Track eyeball position with webcam, OpenCV and Python

I am trying to create a robot that I can control with basic eye movements. I show the webcam on my face, and, depending on the position of my student, the robot will move in a certain way. If the pupil is in the upper, lower, left corner, in the right corner of the eye, the robot will move forward, backward, left, right, respectively.
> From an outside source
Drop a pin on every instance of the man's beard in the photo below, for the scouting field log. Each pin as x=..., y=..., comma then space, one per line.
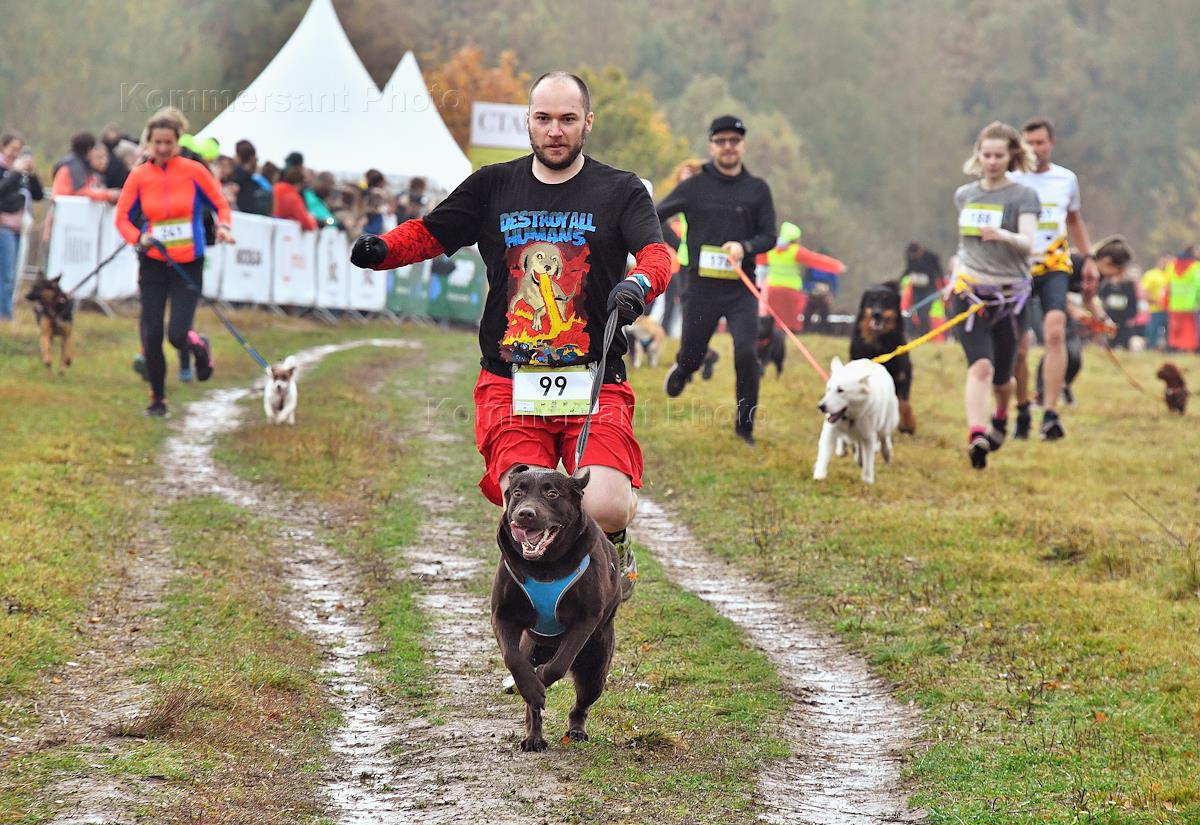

My initial plan was to use the cascade for the eyes to find the left eye. Then I used a houghcircle on the eye area to find the center of the pupil. I would determine where the student was in the eye, finding the distance from the center of the houghcircle to the borders of the common eye area.

So, for the first part of my code, I hope to be able to track the center of the pupil, as can be seen from this video. https://youtu.be/aGmGyFLQAFM?t=38

But when I run my code, it cannot consistently find the center of the student. Houghcircle is often painted in the wrong place. How can I make my program consistently find the center of the pupil, even when the eye moves?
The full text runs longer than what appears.